At the exact time this blog is published it will be exactly one year since we began principal photography on END. I am decidedly calmer as I am writing this than I was the night before we shot.
The night before we shot I discovered we were shorted by one light kit, which would severely limit our lighting situation. We also discovered the heat would melt the adhesive for the Velcro right off our barricade so we had to nail the wood into the walls of my friend’s house to barricade the door and window.
On our first day of shooting my make-up hero Daniella had to get ten actors though make-up for the first time. This along with normal first day issues meant that we were supposed to start shooting at ten a.m. but ended up starting after noon. Insanely, on a schedule that required us to shoot ten to fourteen pages a day we only ended up behind by one short scene, and needed to pick-up the reverse of a shot.

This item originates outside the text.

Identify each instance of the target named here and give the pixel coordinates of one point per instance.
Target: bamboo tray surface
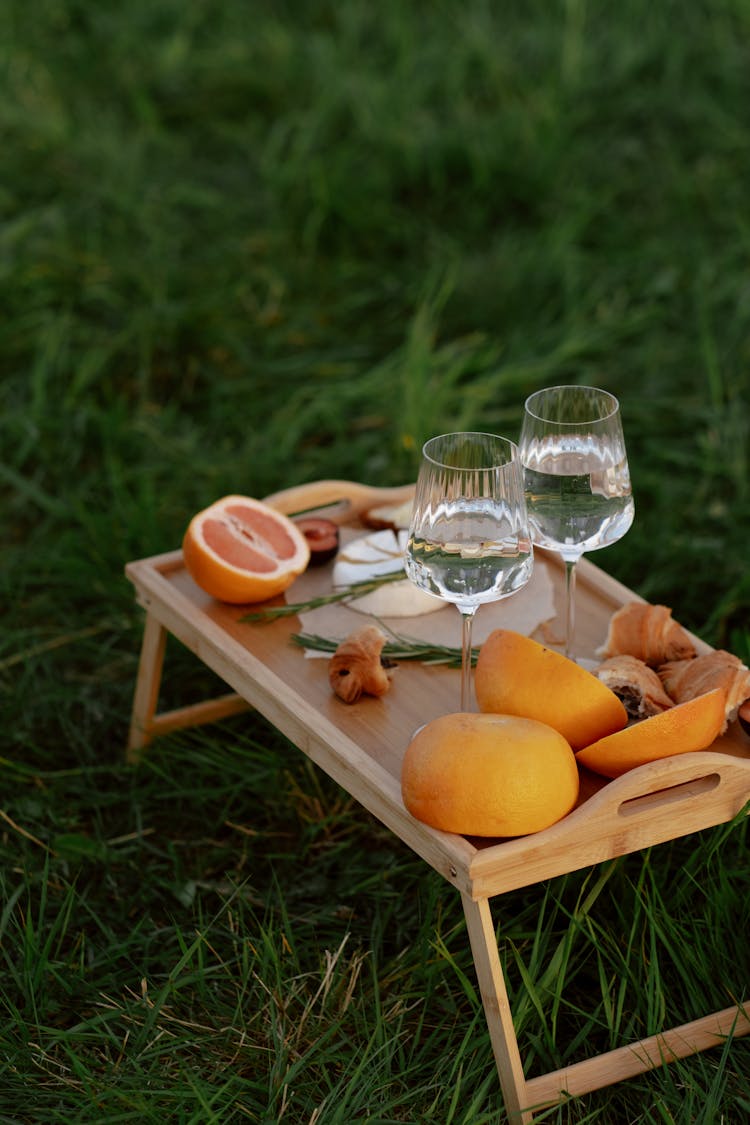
(361, 745)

On day two we started on time but had perhaps our most shocking moment on set – Ashton & Dave had their game-changing argument in the film and while shooting the scene the boys accidently put Ashton through the dry wall of our key set. As you can imagine, I thought we were done for then and there. I immediately had to make the phone call I thought would kill my movie – I had to call Susan and tell her that we’d killed a wall in her house, and send cell phone pictures to David. Somehow, they decided a broken wall wasn’t a big deal, and they let us continue. Let no one call the Dunacheck’s anything less than amazing. Miraculously, we made it through the first weekend of shooting and somehow got completely back on schedule by the end of the second day – broken wall and all.
There were three more life-changing weekends of shooting after that and somehow I managed to come out the other end without hurting an actor, crew member or any more walls.
END refined my directorial skills in a way that I don’t think any other experience could have and I must say that the relationships, memories and final product that those eight shooting days gave me were worth any stress or eventual gray hair that may come my way. I can’t wait to see where END goes next.